• Stars
    star
    175
  • Rank 218,059 (Top 5 %)
  • Language
    JavaScript
  • License
    MIT License
  • Created over 8 years ago
  • Updated 9 months ago

Reviews

There are no reviews yet. Be the first to send feedback to the community and the maintainers!

Repository Details

Validate and transform various OCR file formats (hOCR, ALTO, PAGE, FineReader)

ocr-fileformat

Codacy Badge Build Status GitHub release ocr-fileformat Docker build

Validate and transform between OCR file formats (hOCR, ALTO, PAGE, FineReader)

Screenshot GUI

Installation

Docker

You can run the command line scripts and web interface as a Docker container, you only need Docker installed.
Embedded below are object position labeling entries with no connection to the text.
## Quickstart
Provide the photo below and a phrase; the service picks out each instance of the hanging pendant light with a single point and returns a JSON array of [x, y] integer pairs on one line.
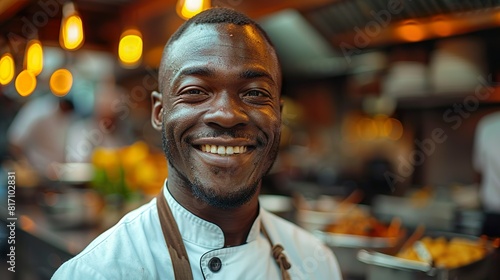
[[71, 35], [7, 69], [33, 59], [130, 48], [25, 83], [186, 9]]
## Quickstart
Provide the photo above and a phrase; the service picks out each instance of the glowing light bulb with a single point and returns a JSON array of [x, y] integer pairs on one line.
[[34, 57], [130, 48], [186, 9], [61, 82], [25, 83], [411, 32], [71, 36], [7, 69]]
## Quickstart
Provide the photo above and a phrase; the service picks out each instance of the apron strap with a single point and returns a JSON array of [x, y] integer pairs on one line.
[[176, 249], [279, 257]]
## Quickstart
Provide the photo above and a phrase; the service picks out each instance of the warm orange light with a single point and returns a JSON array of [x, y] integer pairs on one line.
[[367, 129], [34, 57], [130, 48], [7, 69], [25, 83], [61, 82], [411, 32], [442, 27], [393, 129], [186, 9], [71, 35]]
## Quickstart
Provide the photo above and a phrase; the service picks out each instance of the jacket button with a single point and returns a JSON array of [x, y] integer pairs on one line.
[[214, 264]]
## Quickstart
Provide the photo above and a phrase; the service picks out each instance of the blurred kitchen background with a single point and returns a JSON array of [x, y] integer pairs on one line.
[[382, 99]]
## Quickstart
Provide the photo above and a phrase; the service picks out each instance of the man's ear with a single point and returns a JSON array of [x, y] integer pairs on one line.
[[157, 110]]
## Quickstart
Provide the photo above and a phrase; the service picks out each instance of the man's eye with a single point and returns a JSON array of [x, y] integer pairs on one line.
[[193, 91], [256, 93]]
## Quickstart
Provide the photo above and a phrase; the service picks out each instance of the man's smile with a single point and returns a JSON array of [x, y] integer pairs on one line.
[[223, 150]]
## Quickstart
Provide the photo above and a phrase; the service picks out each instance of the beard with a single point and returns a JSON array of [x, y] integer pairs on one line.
[[228, 200]]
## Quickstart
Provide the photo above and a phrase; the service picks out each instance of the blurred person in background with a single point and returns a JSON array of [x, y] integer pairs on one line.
[[486, 161], [219, 113], [37, 136], [104, 128]]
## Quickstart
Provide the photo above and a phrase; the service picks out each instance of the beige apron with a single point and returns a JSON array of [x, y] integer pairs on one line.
[[177, 251]]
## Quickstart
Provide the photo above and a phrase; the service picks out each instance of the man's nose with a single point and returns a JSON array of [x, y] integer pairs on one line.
[[226, 111]]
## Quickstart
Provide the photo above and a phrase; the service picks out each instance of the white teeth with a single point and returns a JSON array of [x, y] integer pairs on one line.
[[223, 150]]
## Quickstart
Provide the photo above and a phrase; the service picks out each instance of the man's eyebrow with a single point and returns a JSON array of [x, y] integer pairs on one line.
[[251, 74], [198, 71]]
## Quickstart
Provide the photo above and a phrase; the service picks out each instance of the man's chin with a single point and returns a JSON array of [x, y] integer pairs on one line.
[[222, 199]]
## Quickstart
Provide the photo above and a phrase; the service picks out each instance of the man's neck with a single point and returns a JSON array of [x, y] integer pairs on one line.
[[235, 223]]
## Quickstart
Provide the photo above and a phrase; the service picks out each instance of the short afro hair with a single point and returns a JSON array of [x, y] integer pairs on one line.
[[215, 16]]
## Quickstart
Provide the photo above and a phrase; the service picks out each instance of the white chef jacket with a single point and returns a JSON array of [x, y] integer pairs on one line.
[[486, 157], [135, 249]]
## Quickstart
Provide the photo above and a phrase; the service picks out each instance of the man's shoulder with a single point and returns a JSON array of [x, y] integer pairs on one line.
[[120, 245]]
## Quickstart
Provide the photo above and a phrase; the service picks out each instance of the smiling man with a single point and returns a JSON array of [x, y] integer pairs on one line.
[[218, 109]]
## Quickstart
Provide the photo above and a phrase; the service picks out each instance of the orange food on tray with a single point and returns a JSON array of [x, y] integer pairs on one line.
[[360, 223], [446, 253]]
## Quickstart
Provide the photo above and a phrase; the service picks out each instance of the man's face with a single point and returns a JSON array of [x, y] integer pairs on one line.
[[221, 111]]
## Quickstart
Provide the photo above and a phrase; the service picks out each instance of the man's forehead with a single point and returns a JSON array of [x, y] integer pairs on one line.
[[211, 31]]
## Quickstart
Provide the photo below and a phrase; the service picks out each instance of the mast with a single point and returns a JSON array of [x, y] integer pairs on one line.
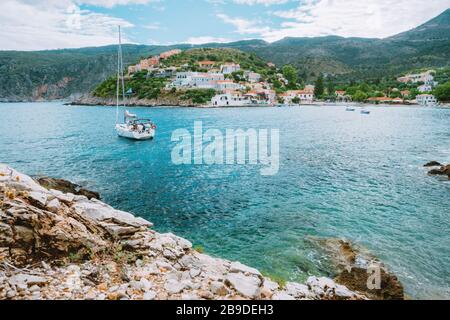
[[118, 77]]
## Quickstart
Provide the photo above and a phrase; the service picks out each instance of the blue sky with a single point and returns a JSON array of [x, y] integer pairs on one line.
[[52, 24]]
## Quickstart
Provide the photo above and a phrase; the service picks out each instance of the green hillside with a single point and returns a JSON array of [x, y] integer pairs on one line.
[[148, 86], [60, 73]]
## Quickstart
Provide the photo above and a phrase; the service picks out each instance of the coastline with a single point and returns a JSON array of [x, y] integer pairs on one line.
[[56, 245]]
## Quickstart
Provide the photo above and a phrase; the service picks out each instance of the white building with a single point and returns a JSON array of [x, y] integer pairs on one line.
[[426, 99], [230, 99], [197, 80], [305, 96], [252, 77], [425, 77], [229, 68], [223, 85], [425, 88]]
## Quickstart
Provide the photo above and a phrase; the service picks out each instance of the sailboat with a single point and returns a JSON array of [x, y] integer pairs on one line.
[[132, 127]]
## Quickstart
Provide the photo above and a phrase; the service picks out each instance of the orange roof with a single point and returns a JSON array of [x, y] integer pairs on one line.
[[225, 81]]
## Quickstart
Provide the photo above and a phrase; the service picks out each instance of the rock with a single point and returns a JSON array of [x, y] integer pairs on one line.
[[173, 286], [35, 288], [270, 285], [239, 267], [297, 290], [247, 286], [433, 164], [101, 212], [27, 279], [149, 295], [38, 197], [54, 205], [88, 194], [194, 273], [67, 187], [189, 297], [357, 279], [282, 296], [146, 285]]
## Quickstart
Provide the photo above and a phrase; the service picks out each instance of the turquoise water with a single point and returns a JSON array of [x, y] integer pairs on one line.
[[342, 174]]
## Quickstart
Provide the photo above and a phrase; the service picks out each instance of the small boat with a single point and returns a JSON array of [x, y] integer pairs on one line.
[[132, 127], [136, 129]]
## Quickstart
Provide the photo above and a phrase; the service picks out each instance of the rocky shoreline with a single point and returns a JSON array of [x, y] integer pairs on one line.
[[89, 100], [56, 245], [59, 241]]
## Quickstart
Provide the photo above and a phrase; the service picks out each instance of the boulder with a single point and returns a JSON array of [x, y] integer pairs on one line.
[[444, 171], [67, 187], [357, 280], [247, 286], [236, 267]]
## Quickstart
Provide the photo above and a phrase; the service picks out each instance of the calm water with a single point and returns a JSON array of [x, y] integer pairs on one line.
[[342, 174]]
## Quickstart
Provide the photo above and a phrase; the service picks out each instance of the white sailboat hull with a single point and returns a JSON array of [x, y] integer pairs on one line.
[[126, 131]]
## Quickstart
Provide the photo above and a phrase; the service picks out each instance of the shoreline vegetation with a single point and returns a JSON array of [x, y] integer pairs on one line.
[[58, 245]]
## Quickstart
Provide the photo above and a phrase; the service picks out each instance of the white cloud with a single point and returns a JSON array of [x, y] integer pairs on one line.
[[244, 26], [263, 2], [354, 18], [206, 39]]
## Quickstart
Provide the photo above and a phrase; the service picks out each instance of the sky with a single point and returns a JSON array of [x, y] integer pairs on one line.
[[55, 24]]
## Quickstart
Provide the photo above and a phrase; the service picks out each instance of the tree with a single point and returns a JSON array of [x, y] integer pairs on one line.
[[291, 75], [320, 89], [331, 88], [442, 92]]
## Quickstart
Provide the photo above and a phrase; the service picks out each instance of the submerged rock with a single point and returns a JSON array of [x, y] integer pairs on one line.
[[354, 267], [433, 164], [67, 187], [79, 248], [358, 279]]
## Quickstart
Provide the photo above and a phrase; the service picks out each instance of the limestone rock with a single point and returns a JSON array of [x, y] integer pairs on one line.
[[239, 267], [247, 286]]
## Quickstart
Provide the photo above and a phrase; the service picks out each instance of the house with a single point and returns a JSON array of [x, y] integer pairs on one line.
[[252, 77], [310, 88], [206, 64], [426, 99], [207, 80], [229, 68], [134, 69], [197, 80], [342, 96], [305, 96], [168, 54], [425, 88], [230, 98], [223, 85], [380, 99], [405, 93]]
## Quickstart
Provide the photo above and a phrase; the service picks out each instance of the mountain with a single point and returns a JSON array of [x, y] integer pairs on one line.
[[59, 74], [435, 29]]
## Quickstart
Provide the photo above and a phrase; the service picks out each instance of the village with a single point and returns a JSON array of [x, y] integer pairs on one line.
[[235, 86]]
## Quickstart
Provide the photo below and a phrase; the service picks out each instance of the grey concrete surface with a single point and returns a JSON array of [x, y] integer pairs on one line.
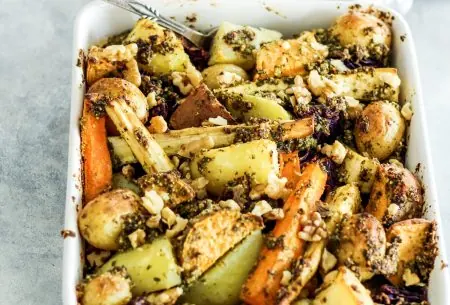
[[35, 70]]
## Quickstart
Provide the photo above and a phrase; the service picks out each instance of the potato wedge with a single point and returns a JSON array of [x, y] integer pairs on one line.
[[366, 85], [342, 287], [151, 267], [159, 50], [222, 284], [234, 44], [288, 58], [416, 240], [169, 185], [358, 169], [211, 236], [221, 166], [244, 107]]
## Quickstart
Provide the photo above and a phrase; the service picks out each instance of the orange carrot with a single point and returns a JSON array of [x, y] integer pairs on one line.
[[290, 168], [97, 166], [263, 283]]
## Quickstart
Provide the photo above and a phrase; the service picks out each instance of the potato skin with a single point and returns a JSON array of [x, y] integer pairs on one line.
[[210, 74], [100, 221], [362, 242], [110, 288], [395, 185], [379, 130], [361, 29]]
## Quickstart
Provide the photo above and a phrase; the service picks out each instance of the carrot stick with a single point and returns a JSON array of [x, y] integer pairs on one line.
[[290, 168], [97, 166], [263, 283]]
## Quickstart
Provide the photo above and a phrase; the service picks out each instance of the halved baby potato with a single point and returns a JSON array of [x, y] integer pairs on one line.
[[396, 195], [101, 219], [210, 236], [416, 247]]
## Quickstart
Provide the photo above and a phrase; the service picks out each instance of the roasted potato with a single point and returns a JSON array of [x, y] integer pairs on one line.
[[101, 219], [221, 285], [212, 235], [396, 195], [234, 44], [200, 104], [108, 89], [358, 169], [223, 75], [365, 31], [110, 288], [244, 107], [256, 160], [159, 49], [341, 286], [116, 60], [362, 244], [379, 130], [366, 85], [151, 267], [344, 200], [288, 58], [416, 246]]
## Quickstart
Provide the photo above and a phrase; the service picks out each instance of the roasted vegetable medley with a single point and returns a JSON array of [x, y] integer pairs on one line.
[[264, 170]]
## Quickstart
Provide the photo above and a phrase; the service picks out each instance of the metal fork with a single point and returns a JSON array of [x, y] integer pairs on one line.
[[197, 38]]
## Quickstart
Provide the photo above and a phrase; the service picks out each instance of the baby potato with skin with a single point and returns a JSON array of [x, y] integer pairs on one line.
[[396, 195], [379, 130], [110, 288], [362, 244], [362, 29], [100, 221]]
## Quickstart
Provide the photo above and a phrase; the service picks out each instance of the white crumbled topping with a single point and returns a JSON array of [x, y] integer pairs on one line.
[[407, 112], [158, 125], [219, 121], [199, 186], [168, 216], [339, 65], [410, 278], [286, 278], [186, 150], [194, 76], [151, 100], [152, 202], [228, 78], [98, 258], [274, 214], [137, 238], [181, 80], [166, 297], [153, 221], [328, 261], [229, 204], [257, 191], [335, 152], [393, 209], [286, 45], [180, 224], [392, 79], [276, 186], [261, 207]]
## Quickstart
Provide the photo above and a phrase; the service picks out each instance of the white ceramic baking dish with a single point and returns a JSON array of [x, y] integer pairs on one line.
[[98, 20]]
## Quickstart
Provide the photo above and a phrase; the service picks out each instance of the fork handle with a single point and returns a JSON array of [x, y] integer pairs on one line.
[[144, 10]]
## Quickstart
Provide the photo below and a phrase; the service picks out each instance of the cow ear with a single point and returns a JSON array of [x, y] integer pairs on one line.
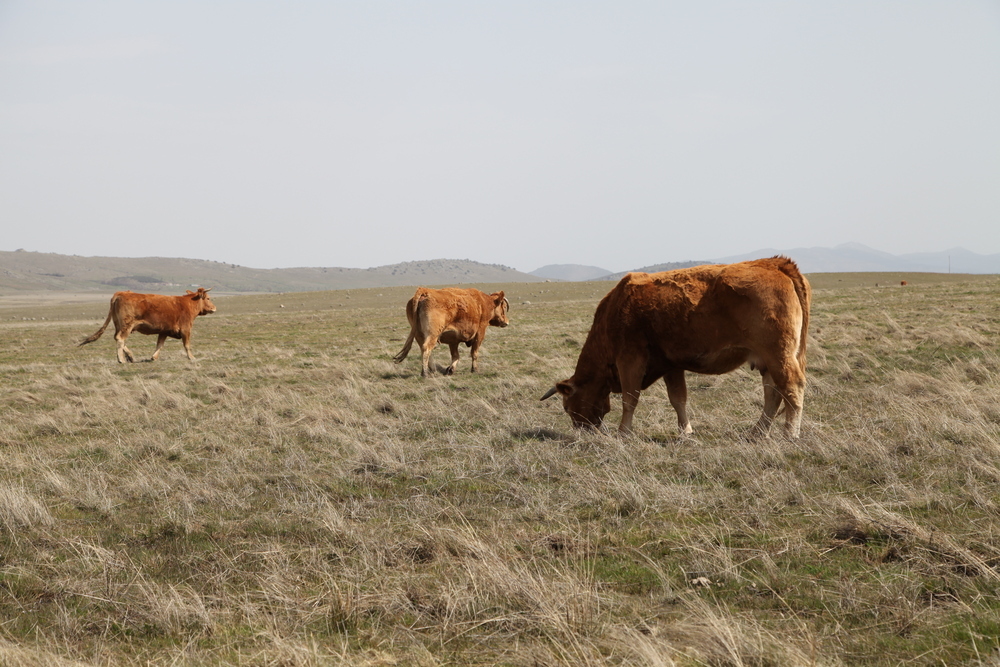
[[566, 388]]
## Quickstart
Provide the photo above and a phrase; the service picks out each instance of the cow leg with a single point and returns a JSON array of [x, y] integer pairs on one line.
[[427, 346], [677, 391], [630, 373], [454, 359], [186, 339], [160, 340], [772, 401], [794, 389], [123, 352], [785, 384], [474, 353]]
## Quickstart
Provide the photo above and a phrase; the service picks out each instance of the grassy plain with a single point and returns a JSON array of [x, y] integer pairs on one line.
[[295, 498]]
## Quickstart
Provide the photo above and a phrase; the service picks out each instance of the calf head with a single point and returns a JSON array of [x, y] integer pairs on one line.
[[205, 301], [500, 308], [585, 403]]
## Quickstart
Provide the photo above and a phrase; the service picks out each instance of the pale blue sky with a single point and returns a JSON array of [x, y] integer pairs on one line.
[[618, 134]]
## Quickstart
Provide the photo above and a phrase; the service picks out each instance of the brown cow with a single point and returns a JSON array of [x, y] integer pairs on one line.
[[165, 316], [706, 319], [451, 315]]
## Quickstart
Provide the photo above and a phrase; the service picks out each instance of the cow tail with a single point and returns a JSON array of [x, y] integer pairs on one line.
[[97, 334], [411, 306], [804, 292]]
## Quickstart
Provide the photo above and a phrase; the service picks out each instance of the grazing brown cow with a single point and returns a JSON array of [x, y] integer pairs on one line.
[[706, 319], [164, 316], [451, 315]]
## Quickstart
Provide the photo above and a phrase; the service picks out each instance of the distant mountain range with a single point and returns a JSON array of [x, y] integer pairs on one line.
[[848, 257], [26, 271]]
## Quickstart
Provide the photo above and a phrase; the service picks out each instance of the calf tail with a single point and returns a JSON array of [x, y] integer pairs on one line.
[[97, 334]]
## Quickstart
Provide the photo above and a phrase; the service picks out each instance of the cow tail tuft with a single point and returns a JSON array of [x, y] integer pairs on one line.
[[804, 292], [414, 312], [97, 334]]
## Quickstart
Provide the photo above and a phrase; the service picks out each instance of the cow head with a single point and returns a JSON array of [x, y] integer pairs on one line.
[[585, 403], [500, 307], [205, 301]]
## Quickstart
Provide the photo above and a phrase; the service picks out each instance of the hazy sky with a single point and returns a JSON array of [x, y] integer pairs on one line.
[[618, 134]]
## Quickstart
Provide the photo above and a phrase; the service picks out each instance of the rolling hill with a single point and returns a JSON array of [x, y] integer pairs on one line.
[[29, 271]]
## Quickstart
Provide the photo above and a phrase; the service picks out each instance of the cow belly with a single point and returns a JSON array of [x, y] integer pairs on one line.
[[155, 331], [716, 363]]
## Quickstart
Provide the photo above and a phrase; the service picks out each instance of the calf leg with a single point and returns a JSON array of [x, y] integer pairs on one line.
[[454, 359], [160, 340], [474, 353], [677, 392], [123, 352], [186, 339]]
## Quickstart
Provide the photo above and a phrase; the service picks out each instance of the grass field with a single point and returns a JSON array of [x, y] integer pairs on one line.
[[295, 498]]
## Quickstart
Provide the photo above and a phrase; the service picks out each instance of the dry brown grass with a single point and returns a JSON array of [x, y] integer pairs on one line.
[[295, 498]]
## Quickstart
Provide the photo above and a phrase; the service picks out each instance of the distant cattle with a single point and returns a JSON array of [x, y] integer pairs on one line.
[[154, 314], [452, 316], [706, 319]]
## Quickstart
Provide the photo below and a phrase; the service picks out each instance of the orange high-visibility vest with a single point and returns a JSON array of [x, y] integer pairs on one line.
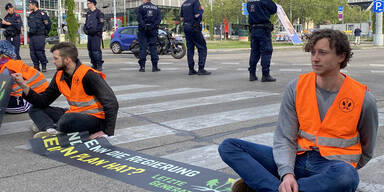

To start the web interface on http://localhost:8080:

docker run --rm -it -p 8080:8080 ubma/ocr-fileformat

To run the command line scripts, mount the directory containing your input files into the container's /data directory:

docker run --rm -it -v "$PWD":/data ubma/ocr-fileformat ocr-transform alto2.0 hocr somefile.alto

System-wide

To install system-wide to /usr/local:

sudo make install

To install without sudo to your home directory:

make install PREFIX=$HOME/.local

If $HOME/.local/bin is not in your PATH, add this to your shell startup file (e.g. ~/.bashrc or ~/.zshrc):

export PATH="$HOME/.local/bin $PATH"

The web application has a PHP backed. You can deploy it on any PHP-capable server by copying the web folder somewhere below the document root of your server, e.g. /var/www/html for Apache on Debian/Ubuntu:

sudo -u www-data cp -r web /var/www/html/ocr-fileformat

In this example the GUI would be available under http://localhost/ocr-fileformat/.

Usage

The project offers two functionalities, which can be accessd via a command line script (CLI), using a web interface (GUI) or in you own tools (API)

CLI

  • ocr-transform: Transformation of OCR output between OCR formats
  • ocr-validate: Validation of OCR output against OCR format schemas

GUI

The web interface is for testing validation and transformations. You can upload a file or select an input file by URL.

API

Transformation

Transformation CLI

Usage: ocr-transform [-dl] <input-fmt> <output-fmt> [<input> [<output>]] [-- <saxon_opts>]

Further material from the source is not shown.